Trying to summarize the problem:

• We know that the debian installer doesn't copy the EFI partition on all the disks in a sw raid setup. We have opened T376949, since so far the only issue that we had arose from disk failures (so the disk with the EFI partition populated breaks, and the other one can't boot).
• I checked dse-k8s-worker1014, that runs with raid1-2dev-efi.cfg, but the non-mounted EFI partition on the other disk is not populated. So an-launcher1002 (mentioned above) has been probably done manually by someone.
• I checked with Matthew and this issue is not always reproducible, sometimes it happens, sometimes things go fine.

I was also interested by:

The problem being that the mduuid is from a previous install. Alternatively, if you've wiped enough disks correctly (the key thing being to make sure that first partition of the two SSDs gets blanked) then after the first install, the system will attempt to boot from disk, fail, and boot back into the installer - and then succeed after that.

This seems to me a special case of the main one reported, since the wipe seems to lead to cleaner boot failure and triggers another PXE install. Shouldn't we have seen this issue more broadly across our fleet? It doesn't seem to be specific to some hosts, unless the disk controller of the swift hosts models plays a role during boot.

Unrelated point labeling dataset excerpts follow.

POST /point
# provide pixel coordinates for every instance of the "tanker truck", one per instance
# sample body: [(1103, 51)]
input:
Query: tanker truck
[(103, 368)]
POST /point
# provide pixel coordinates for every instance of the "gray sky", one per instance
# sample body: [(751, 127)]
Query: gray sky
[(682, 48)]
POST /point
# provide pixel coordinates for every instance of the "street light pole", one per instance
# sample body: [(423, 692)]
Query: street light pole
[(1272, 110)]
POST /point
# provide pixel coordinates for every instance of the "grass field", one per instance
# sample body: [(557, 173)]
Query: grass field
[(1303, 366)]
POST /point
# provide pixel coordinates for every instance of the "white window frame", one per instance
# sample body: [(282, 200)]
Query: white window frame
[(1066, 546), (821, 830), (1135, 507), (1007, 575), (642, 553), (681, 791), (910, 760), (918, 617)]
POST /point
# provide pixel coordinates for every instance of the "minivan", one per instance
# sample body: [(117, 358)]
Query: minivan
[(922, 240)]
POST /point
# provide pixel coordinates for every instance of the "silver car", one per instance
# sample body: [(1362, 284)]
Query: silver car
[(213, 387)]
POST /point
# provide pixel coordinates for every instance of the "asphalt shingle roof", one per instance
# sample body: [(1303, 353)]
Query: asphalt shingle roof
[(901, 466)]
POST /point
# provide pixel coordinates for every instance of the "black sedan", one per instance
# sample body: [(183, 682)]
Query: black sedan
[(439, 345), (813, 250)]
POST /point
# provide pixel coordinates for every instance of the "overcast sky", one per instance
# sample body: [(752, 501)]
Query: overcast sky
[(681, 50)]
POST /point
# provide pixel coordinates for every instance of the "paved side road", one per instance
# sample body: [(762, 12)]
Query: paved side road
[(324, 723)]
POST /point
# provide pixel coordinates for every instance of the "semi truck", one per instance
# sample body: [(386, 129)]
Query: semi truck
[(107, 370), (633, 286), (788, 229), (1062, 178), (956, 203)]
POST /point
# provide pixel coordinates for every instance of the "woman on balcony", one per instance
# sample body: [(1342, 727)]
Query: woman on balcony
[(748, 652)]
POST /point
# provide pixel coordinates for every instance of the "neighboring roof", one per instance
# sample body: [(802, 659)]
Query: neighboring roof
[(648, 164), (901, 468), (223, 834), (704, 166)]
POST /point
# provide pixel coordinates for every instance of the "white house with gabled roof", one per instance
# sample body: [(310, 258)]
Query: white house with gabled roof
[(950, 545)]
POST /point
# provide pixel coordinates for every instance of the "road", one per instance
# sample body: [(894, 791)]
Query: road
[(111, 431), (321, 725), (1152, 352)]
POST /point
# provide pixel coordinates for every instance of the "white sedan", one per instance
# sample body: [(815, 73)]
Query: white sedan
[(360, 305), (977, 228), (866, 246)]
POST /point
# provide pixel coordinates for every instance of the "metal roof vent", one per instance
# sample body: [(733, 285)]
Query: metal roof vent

Mentioned in SAL (#wikimedia-operations) [2025-10-08T15:16:57Z] <elukey> reboot ms-be1088 as a test for T404356

I checked ms-be1088's boot properties and the disk boot option is debian(SATA,Port:0), that IIUC is being set by the Debian installer. It would be interesting to inspect this value when the issue occurs, to understand if it changed or not.

Matthew told me that ms-be2078 can be used for testing the reimage with UEFI, it is a Dell node with Legacy settings (so it needs to be reprovisioned, and its partman recipe needs to be updated).

Change #1194880 had a related patch set uploaded (by Elukey; author: Elukey):

[operations/puppet@production] preseed: set ms-be2078 for UEFI

https://gerrit.wikimedia.org/r/1194880

Change #1194880 merged by Elukey:

[operations/puppet@production] preseed: set ms-be2078 for UEFI

https://gerrit.wikimedia.org/r/1194880

Tests on ms-be2078 are blocked by T406964 :(

While checking the BIOS/etc.. settings for ms-be2078 (Dell), I noticed that in the config util of the RAID controller there was a specific mention of what disk is marked as boot device (serial port combination), meanwhile I didn't find the same thing on ms-be1088 (Supermicro). I tried to look for T371400#10279452, I found a SAS 3816 config utility but I didn't manage to get into the same level of details, so there may be something that I am missing.

The next step is to test multiple reimages on ms-be2078 and see if we can repro, I have the feeling that what Matthew reported is a Supermicro-specific problem.